A collaborative team of researchers in France has demonstrated that an imbalance in gut microbiota, or dysbiosis, promotes the onset of colorectal cancer (CRC). The scientists, who have worked together as the Oncomix group since April 2016, showed that transplanting fecal microbiota from patients with colon cancer into mice caused lesions and epigenetic changes that were characteristic of the development of a malignant tumor. The studies led to the development of a noninvasive blood test that can identify the epigenetic features associated with dysbiosis. The blood test was validated in 1,000 individuals.

The research groups included the gastroenterology team at Henri-Mondor AP-HP Hospital and University Paris-Est Créteil, in France, led by Iradj Sobhani, PhD, together with teams from Inserm and the Institut Pasteur Molecular Microbial Pathogenesis Unit (U1202), led by Philippe Sansonetti PhD, who holds the microbiology and infectious diseases chair at the Collège de France. Their research is reported in the Proceedings of the National Academy of Sciences (PNAS), in a paper titled, “Colorectal cancer-associated microbiota contributes to oncogenic epigenetic signatures.”

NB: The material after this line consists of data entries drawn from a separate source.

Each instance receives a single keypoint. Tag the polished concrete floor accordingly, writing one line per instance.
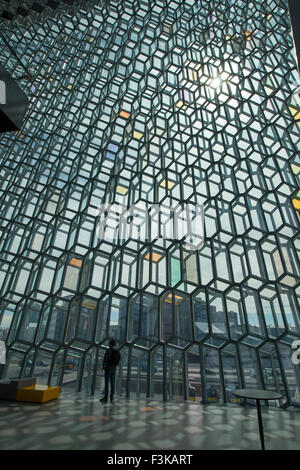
(77, 421)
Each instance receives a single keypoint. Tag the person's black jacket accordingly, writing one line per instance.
(111, 358)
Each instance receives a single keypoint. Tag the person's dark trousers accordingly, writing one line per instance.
(110, 377)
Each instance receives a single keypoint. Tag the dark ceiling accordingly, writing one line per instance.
(11, 10)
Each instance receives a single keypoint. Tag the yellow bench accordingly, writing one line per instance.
(38, 393)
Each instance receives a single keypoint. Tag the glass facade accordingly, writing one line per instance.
(157, 102)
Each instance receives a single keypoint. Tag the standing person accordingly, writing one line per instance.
(111, 360)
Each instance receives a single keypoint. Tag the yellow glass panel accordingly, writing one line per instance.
(296, 203)
(137, 135)
(76, 262)
(168, 183)
(122, 190)
(156, 257)
(124, 114)
(177, 298)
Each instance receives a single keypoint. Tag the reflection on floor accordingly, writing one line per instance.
(78, 421)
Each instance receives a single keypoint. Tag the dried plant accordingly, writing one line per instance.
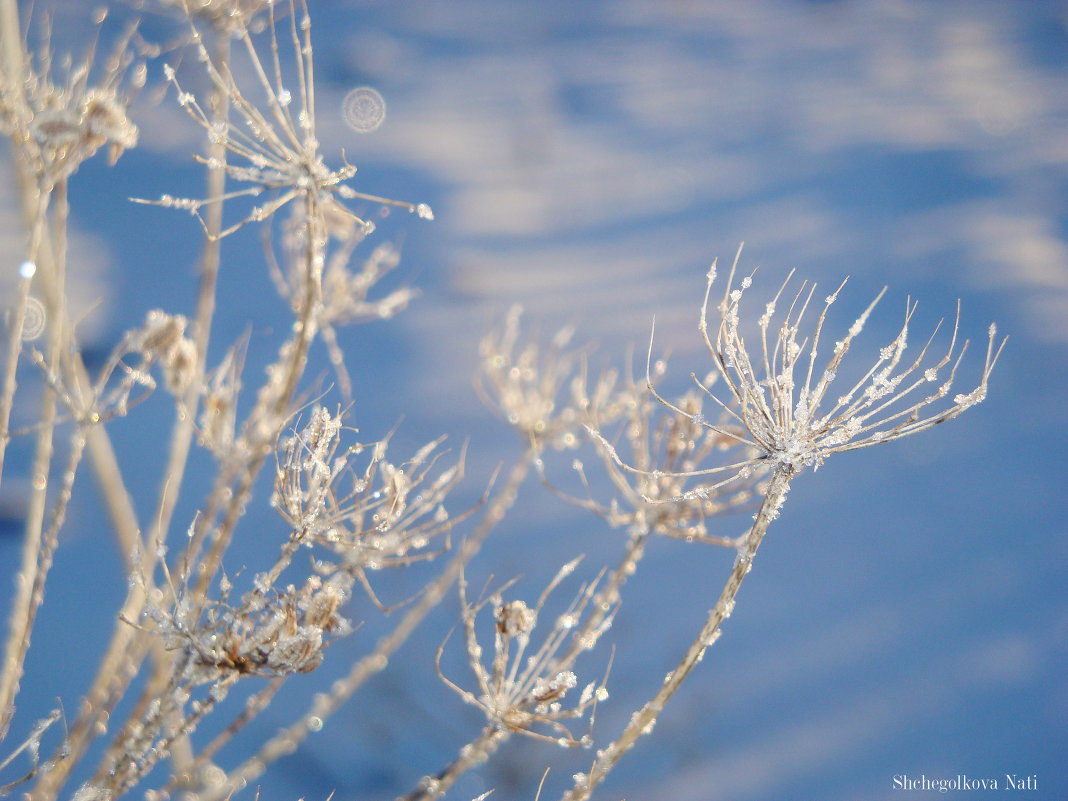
(350, 515)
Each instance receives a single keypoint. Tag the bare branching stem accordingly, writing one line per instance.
(643, 720)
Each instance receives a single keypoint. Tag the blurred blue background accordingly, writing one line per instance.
(909, 612)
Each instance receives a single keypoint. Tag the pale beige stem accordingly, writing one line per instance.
(326, 704)
(642, 722)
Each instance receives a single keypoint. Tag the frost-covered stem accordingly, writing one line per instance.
(253, 706)
(11, 363)
(607, 597)
(326, 704)
(184, 427)
(268, 417)
(471, 755)
(24, 608)
(644, 719)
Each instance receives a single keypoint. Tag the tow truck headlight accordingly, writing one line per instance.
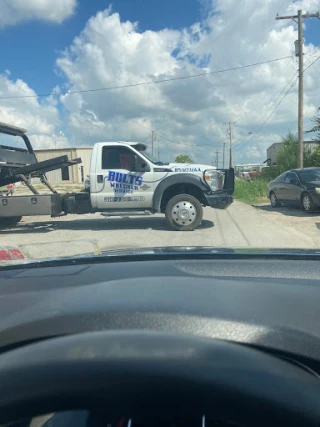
(214, 178)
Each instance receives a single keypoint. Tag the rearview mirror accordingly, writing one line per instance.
(294, 182)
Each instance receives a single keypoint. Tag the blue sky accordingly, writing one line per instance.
(29, 49)
(190, 112)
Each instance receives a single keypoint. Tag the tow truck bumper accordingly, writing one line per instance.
(219, 200)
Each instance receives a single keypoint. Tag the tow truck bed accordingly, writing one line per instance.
(17, 163)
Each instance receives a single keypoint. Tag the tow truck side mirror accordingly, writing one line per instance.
(139, 165)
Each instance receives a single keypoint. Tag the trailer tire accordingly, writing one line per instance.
(9, 222)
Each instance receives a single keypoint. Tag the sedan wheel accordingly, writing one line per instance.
(274, 200)
(307, 202)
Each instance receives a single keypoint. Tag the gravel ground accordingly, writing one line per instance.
(241, 225)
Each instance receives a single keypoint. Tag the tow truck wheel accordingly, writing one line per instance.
(184, 212)
(8, 222)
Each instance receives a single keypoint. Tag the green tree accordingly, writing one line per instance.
(287, 157)
(315, 157)
(183, 158)
(316, 128)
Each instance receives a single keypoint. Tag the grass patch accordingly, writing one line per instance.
(251, 192)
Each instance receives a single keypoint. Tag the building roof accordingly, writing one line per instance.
(63, 149)
(305, 142)
(11, 130)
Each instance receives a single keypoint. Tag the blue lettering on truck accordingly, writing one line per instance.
(123, 183)
(187, 170)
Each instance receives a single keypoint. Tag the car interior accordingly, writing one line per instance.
(161, 339)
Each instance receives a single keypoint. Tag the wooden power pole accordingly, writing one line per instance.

Sporadic colorectal cancer can develop in patients in the absence of any known risk factors, and is the result of “complex interactions between the host and its environment,” the authors wrote. CRC is among the most common form of cancer worldwide, and incidence of the disease is increasing, which may reflect our increased exposure to environmental insults that might cause an accumulation of cancer-promoting DNA mutations, or epigenetic changes to DNA within host cells. However, the authors stated, comprehensively assessing every potential contributory factor is an “extremely challenging endeavor, primarily due to the great variety of environmental stressors and the long-term exposure period of many years.”

Several studies have investigated the role of the microbiota as a mediator of these interactions. “… significant associations linking diet to features of the microbiota and to CRC were reported recently,” they wrote. “Interestingly, it has been reported that microbiota dysbiosis increases the risk for CRC even in individuals with genetic predisposition to CRC, including constitutional mutations of pivotal genes … Therefore, analyzing the microbiota may provide new insights into the effects of environmental exposures on CRC.”

For their reported research, the investigators first characterized the microbiota in human colorectal cancer patients, and then evaluated the effects of transferring fecal samples from nine patients with sporadic colorectal cancer patients into germ-free mice that have no natural gut microbiome. A separate cohort of mice received fecal transplants from healthy donors. The animals’ colons were examined 7 and 14 weeks after they received the human fecal microbiota transplant. The investigators were particularly interested in assessing the number and development of aberrant crypt foci (or ACF, a type of precancerous lesion), analyzing the resulting microbial profile in the animal recipients, and evaluating any damage to colonic DNA. They also took into account the animals’ food intake, weight, and blood indicators.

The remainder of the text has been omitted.